Take extra steps to make sure siblings still feel valued, understood, wanted and loved. They need to know they’re an important part of the family, even though they have a brother or sister who demands a lot of attention right now.
Here are a few tips to provide the extra care siblings need during this difficult time:
- Make their events a priority: It may be hard to attend sporting events or concerts with the current chaos in your life, but it’s important not to neglect these events.
- Get in some one-on-one time: With so much of your energy devoted to a teen struggling with addiction, your other kids can feel abandoned. It’s essential to carve out time to spend with them.
- Compliment them: You may not realize it, but siblings of an addicted teen have extra demands forced on them. They have to do more independently or help out with additional chores. Be sure to provide positive feedback for their behaviors.

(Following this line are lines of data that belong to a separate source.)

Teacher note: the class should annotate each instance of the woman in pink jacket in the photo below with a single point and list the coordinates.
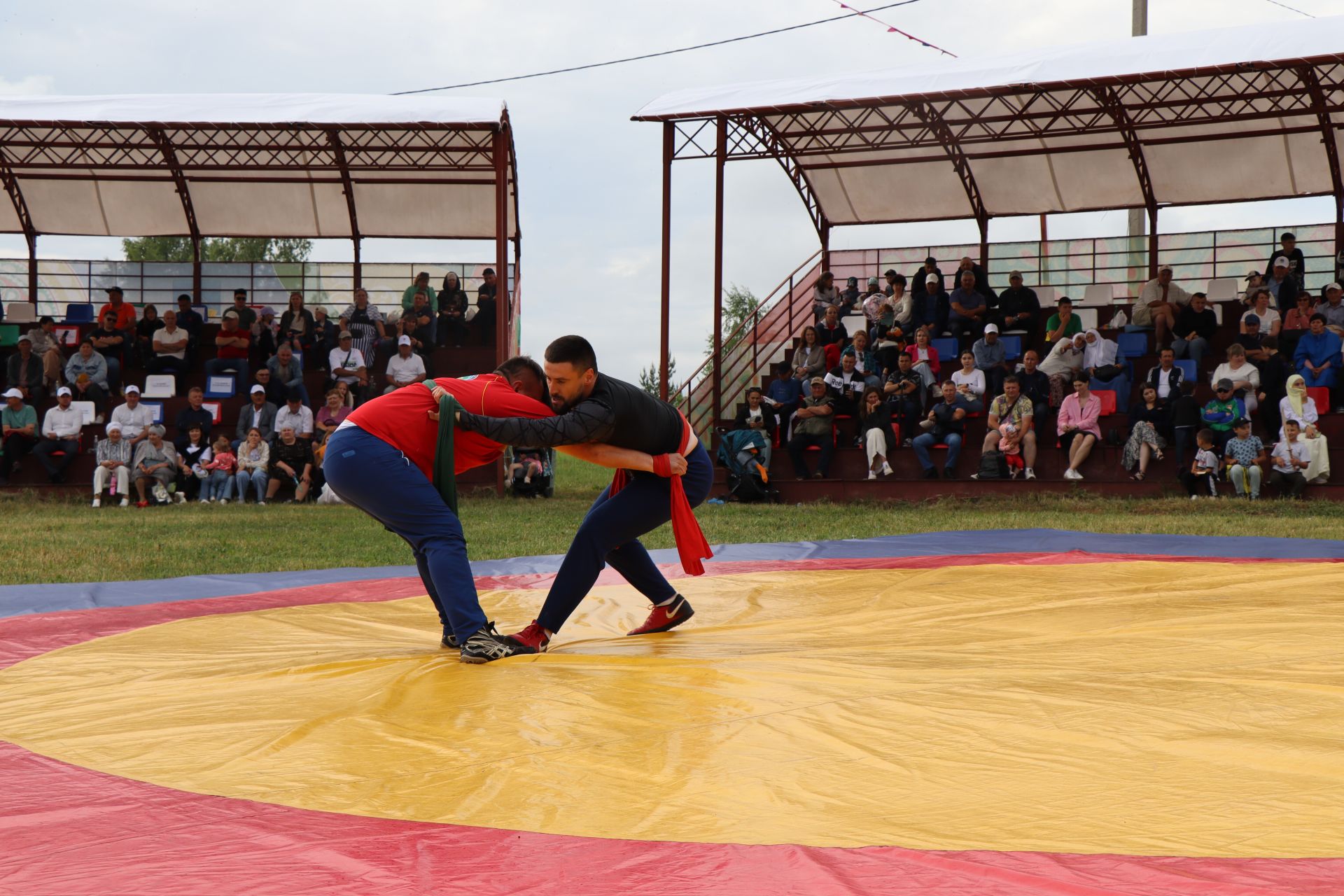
(1078, 430)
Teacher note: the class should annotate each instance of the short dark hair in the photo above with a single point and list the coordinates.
(571, 349)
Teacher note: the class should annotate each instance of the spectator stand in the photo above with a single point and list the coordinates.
(1086, 128)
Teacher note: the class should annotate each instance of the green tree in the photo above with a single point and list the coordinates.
(178, 248)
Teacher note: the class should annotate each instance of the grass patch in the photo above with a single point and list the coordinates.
(64, 540)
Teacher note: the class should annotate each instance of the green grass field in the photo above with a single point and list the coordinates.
(69, 542)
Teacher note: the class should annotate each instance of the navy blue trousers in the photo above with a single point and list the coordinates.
(375, 477)
(610, 532)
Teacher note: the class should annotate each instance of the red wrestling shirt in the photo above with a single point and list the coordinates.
(401, 418)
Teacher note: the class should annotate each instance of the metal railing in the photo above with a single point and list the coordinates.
(1068, 265)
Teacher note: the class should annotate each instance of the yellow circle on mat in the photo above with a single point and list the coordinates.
(1142, 708)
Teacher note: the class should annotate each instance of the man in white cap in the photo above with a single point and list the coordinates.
(406, 367)
(134, 416)
(1158, 307)
(59, 433)
(18, 430)
(113, 456)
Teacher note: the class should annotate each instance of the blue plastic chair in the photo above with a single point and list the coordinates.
(80, 314)
(1133, 344)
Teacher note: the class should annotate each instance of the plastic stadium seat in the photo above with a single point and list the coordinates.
(1133, 344)
(80, 314)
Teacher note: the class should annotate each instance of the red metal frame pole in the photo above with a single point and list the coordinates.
(668, 148)
(721, 155)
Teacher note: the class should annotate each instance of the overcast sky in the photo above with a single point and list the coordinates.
(589, 176)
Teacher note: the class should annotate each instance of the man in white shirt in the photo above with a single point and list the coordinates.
(1158, 305)
(405, 367)
(295, 415)
(59, 433)
(134, 416)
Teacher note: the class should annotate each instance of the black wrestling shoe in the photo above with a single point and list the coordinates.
(488, 645)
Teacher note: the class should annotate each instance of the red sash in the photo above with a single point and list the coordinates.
(690, 540)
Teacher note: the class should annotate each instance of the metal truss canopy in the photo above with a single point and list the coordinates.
(1172, 120)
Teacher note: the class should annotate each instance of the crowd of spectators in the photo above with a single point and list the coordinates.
(886, 371)
(276, 445)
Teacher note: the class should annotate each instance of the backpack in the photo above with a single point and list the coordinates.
(992, 465)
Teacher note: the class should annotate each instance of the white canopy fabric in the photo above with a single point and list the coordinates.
(1212, 115)
(254, 166)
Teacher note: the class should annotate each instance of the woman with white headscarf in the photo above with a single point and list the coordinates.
(1063, 360)
(1104, 365)
(1300, 406)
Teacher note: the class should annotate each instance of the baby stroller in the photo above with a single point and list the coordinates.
(745, 481)
(542, 484)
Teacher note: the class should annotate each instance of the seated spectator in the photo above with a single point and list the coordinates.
(905, 393)
(18, 433)
(1011, 428)
(24, 372)
(756, 415)
(864, 362)
(258, 415)
(298, 327)
(295, 416)
(1148, 419)
(253, 465)
(403, 368)
(233, 344)
(945, 425)
(1158, 305)
(1063, 323)
(809, 359)
(347, 365)
(111, 342)
(222, 468)
(783, 396)
(1195, 327)
(146, 330)
(825, 295)
(48, 347)
(875, 431)
(1018, 308)
(1245, 454)
(290, 463)
(59, 433)
(1077, 425)
(1202, 476)
(968, 308)
(1035, 384)
(1317, 355)
(134, 416)
(812, 426)
(992, 359)
(1298, 406)
(971, 383)
(1166, 378)
(1292, 460)
(846, 384)
(86, 371)
(158, 465)
(452, 314)
(1222, 412)
(167, 349)
(924, 358)
(113, 456)
(1243, 377)
(1105, 365)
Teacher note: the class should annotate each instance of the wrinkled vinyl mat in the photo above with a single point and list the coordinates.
(988, 713)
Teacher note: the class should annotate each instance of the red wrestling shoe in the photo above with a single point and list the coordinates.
(667, 617)
(534, 637)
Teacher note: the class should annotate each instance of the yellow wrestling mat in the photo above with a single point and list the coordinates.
(1133, 707)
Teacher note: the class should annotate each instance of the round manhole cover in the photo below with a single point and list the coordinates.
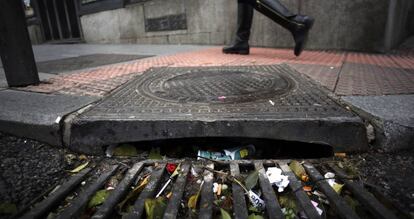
(217, 86)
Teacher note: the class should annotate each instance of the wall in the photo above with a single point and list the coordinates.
(35, 33)
(340, 24)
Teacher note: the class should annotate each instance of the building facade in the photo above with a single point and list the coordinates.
(361, 25)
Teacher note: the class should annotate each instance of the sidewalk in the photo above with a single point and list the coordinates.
(357, 79)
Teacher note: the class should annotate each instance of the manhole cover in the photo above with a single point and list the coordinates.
(271, 102)
(216, 86)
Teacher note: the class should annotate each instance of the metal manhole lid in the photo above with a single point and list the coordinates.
(216, 86)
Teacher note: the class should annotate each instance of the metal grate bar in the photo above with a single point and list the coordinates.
(365, 198)
(340, 205)
(44, 207)
(207, 197)
(80, 202)
(239, 202)
(272, 205)
(303, 199)
(148, 192)
(177, 193)
(107, 208)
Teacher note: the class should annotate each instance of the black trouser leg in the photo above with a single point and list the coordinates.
(244, 24)
(298, 25)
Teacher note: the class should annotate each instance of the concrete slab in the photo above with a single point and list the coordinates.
(272, 102)
(35, 115)
(392, 116)
(83, 62)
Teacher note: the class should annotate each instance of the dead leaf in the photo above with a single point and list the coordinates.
(337, 187)
(251, 180)
(99, 198)
(255, 216)
(125, 150)
(155, 208)
(224, 214)
(7, 208)
(287, 201)
(79, 168)
(135, 192)
(192, 201)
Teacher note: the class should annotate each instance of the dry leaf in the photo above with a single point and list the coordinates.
(79, 168)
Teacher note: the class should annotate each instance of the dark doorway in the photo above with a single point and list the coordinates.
(59, 20)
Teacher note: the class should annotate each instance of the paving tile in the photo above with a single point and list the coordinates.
(367, 79)
(325, 75)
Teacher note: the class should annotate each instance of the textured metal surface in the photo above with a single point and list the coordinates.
(221, 85)
(164, 93)
(204, 209)
(85, 61)
(273, 102)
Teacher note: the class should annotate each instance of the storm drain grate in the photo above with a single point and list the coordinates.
(175, 203)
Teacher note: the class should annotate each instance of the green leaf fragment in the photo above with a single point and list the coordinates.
(224, 214)
(155, 208)
(288, 201)
(99, 198)
(79, 168)
(251, 180)
(155, 154)
(255, 216)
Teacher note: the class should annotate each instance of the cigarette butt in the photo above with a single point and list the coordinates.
(340, 154)
(219, 189)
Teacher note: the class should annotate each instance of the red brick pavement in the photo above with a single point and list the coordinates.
(341, 72)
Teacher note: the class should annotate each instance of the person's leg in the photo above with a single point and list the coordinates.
(244, 24)
(298, 25)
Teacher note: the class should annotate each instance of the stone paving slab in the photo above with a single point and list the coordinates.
(345, 73)
(272, 102)
(84, 62)
(367, 79)
(393, 116)
(35, 115)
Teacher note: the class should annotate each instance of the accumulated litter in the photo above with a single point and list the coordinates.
(330, 178)
(276, 178)
(236, 153)
(220, 189)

- Keep them active: Due to financial burdens, stress or embarrassment, you may be tempted to pull your other kids from extra-curricular activities. But this involvement provides stability and a healthy outlet for them – and that’s something you don’t want to take away.
- Educate them: While every detail about their sibling’s addiction doesn’t need to be shared (especially with the very young), it’s helpful to explain the basics. Help them understand what addiction is, why they need help and what you hope that process will look like.
- Consider therapy: As you know, the entire family is affected by your teen’s substance abuse. Look into family counseling, as well as one-on-one therapy for your other children.
- Stay vigilant: Having an older sibling who uses substances makes it three to five times more likely that the younger sibling will, too. Take steps to avoid this, such as prevention programs that focus on sibling influences.